Four chairs from the same set were in the collection of the late Field Marshall William Riddell Birdwood (d. 1951), sold by a descendant Christie’s, London, 26 April 2017, lot 352 (£30,000 inc. premium). Though these, and the pair offered here along with a further three, lack 18th century provenance, the numbering of the chairs sets suggest that they must have originally formed part of a set of ten chairs.
A further related set of four mahogany and painted hall chairs with pierced circular backs was sold anonymously Sotheby's, London, 14 July 2010, lot 130 (£30,000 inc. premium).
(1) C. Gilbert, The Life & Work of Thomas Chippendale, London, 1978, vol. I, p. 199.
(2) Ibid., vol. II, p. 97, fig. 159.
(3) Ibid. vol. I, p. 199.
(4) J. Jewell, The Tourist's Companion or the History and Antiquities of Harewood in Yorkshire, Leeds, 1819, p. 21.
(5) Ibid., p. 172; R. Edwards, Shorter Dictionary of English Furniture, London, 1964, p. 168, fig. 3.
(7) Ibid., vol. II, p. 96, fig. 154.
(8) Ibid., vol. I, p. 248.
(9) VAM W.32-1937.
(10) Soane Museum Adam volume 6/158.
(11) E. Harris, The Furniture of Robert Adam, London, 1963, p. 95, no. 119.

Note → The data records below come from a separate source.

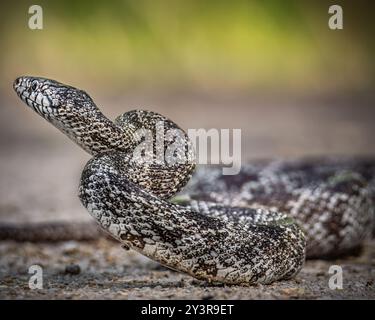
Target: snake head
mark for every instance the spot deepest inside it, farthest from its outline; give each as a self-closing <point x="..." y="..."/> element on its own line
<point x="51" y="99"/>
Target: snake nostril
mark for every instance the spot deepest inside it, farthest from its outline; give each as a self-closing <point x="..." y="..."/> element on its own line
<point x="17" y="82"/>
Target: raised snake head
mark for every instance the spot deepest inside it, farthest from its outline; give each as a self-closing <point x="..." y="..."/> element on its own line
<point x="51" y="99"/>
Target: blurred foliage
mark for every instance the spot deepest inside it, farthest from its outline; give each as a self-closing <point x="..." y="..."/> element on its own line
<point x="281" y="45"/>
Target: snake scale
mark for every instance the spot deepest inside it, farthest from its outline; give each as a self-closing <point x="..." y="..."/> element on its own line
<point x="254" y="227"/>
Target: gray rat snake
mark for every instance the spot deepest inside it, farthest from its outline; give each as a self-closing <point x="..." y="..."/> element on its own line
<point x="256" y="227"/>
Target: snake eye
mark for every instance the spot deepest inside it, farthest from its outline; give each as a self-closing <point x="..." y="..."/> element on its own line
<point x="34" y="85"/>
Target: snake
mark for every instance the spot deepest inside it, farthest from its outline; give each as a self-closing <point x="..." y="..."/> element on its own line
<point x="255" y="227"/>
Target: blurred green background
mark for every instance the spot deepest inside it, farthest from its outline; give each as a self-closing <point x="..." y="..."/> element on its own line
<point x="281" y="46"/>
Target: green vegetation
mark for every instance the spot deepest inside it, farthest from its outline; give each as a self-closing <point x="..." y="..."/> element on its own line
<point x="205" y="45"/>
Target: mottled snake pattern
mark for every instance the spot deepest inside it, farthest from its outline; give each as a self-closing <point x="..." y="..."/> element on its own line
<point x="254" y="227"/>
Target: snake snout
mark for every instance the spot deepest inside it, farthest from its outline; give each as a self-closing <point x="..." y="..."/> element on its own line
<point x="17" y="83"/>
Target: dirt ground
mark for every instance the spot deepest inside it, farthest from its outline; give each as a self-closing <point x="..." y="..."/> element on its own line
<point x="103" y="270"/>
<point x="40" y="170"/>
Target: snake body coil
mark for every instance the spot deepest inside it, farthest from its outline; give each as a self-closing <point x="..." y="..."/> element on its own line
<point x="231" y="229"/>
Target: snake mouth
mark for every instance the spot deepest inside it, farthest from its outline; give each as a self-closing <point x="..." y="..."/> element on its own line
<point x="24" y="87"/>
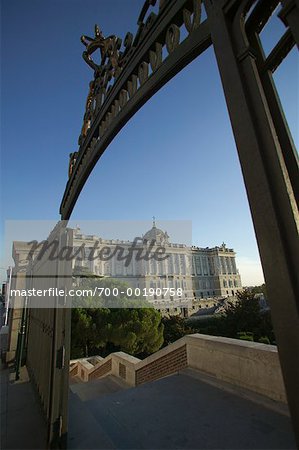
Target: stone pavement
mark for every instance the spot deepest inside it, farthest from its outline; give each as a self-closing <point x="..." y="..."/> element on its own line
<point x="22" y="424"/>
<point x="184" y="411"/>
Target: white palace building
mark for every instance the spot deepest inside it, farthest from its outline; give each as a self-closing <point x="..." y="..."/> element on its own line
<point x="200" y="273"/>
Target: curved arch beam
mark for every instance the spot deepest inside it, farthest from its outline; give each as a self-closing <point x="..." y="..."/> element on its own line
<point x="134" y="85"/>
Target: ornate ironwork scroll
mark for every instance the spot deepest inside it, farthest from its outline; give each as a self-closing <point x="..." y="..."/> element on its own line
<point x="130" y="72"/>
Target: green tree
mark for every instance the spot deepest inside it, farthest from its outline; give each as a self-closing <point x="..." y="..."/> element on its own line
<point x="242" y="320"/>
<point x="113" y="323"/>
<point x="175" y="327"/>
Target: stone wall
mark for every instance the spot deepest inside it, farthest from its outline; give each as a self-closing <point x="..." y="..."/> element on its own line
<point x="250" y="365"/>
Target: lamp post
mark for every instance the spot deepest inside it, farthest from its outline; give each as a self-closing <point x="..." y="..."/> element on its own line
<point x="7" y="294"/>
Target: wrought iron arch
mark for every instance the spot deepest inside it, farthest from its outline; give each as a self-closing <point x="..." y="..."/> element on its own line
<point x="129" y="76"/>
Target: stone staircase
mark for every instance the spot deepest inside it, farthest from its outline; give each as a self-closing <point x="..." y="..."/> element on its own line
<point x="183" y="411"/>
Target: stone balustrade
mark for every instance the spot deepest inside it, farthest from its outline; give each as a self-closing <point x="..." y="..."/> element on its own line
<point x="248" y="365"/>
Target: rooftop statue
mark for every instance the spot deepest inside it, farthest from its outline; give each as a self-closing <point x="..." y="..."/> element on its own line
<point x="108" y="48"/>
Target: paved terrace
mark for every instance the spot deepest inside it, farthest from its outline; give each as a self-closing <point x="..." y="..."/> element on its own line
<point x="187" y="410"/>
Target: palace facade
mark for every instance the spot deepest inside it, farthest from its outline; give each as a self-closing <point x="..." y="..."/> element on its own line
<point x="201" y="273"/>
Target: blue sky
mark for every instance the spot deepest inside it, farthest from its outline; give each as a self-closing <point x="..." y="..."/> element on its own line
<point x="176" y="159"/>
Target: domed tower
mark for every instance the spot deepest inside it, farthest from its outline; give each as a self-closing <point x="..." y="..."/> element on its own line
<point x="155" y="234"/>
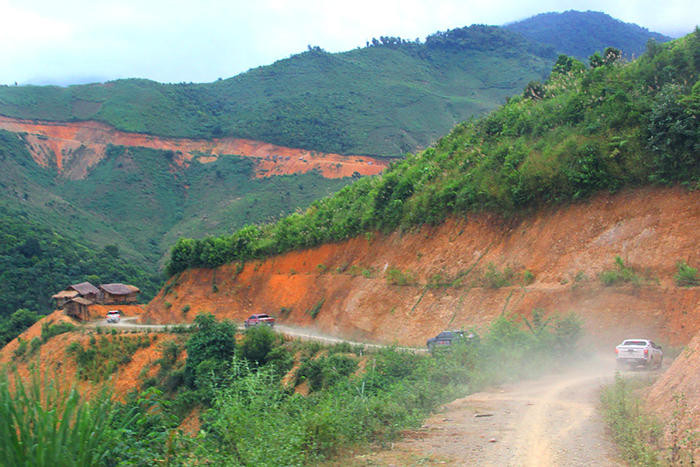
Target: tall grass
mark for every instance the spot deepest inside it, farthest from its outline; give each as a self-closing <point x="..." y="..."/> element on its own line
<point x="44" y="424"/>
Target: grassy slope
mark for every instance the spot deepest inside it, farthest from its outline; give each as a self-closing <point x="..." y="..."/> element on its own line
<point x="587" y="129"/>
<point x="136" y="200"/>
<point x="387" y="99"/>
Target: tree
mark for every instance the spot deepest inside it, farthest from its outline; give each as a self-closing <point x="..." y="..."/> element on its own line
<point x="212" y="345"/>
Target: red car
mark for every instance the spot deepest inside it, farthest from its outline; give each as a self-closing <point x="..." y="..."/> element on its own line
<point x="259" y="318"/>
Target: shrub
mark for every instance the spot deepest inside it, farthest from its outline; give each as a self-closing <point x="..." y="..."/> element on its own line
<point x="395" y="276"/>
<point x="621" y="274"/>
<point x="45" y="424"/>
<point x="637" y="434"/>
<point x="495" y="279"/>
<point x="314" y="310"/>
<point x="686" y="276"/>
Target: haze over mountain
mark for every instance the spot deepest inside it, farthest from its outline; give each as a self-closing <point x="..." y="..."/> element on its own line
<point x="140" y="191"/>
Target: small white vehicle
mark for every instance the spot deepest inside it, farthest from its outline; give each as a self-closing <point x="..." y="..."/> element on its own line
<point x="639" y="352"/>
<point x="113" y="316"/>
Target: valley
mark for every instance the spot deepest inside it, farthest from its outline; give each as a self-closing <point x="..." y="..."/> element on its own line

These hall chairs have been recently decorated with the present white and green-painted scheme. While they have previously been cleaned, small traces of the original pale grey oil paint layers have survived. This initial scheme of decoration was applied directly to the wood without any ground layer, most likely due to the fact that they are not ornately carved. While there are no traces of any colour scheme found in association with the original grey paint, the cleaning was thorough and additional coloured decoration could have been lost. These hall chairs were then later painted a plain brown with a glossy varnish layer. In the late 20th century, the brown decoration was cleaned and the hall chairs were painted white and blue. They were decorated once more with the present colour scheme, the green paint applied to the areas previously painted blue.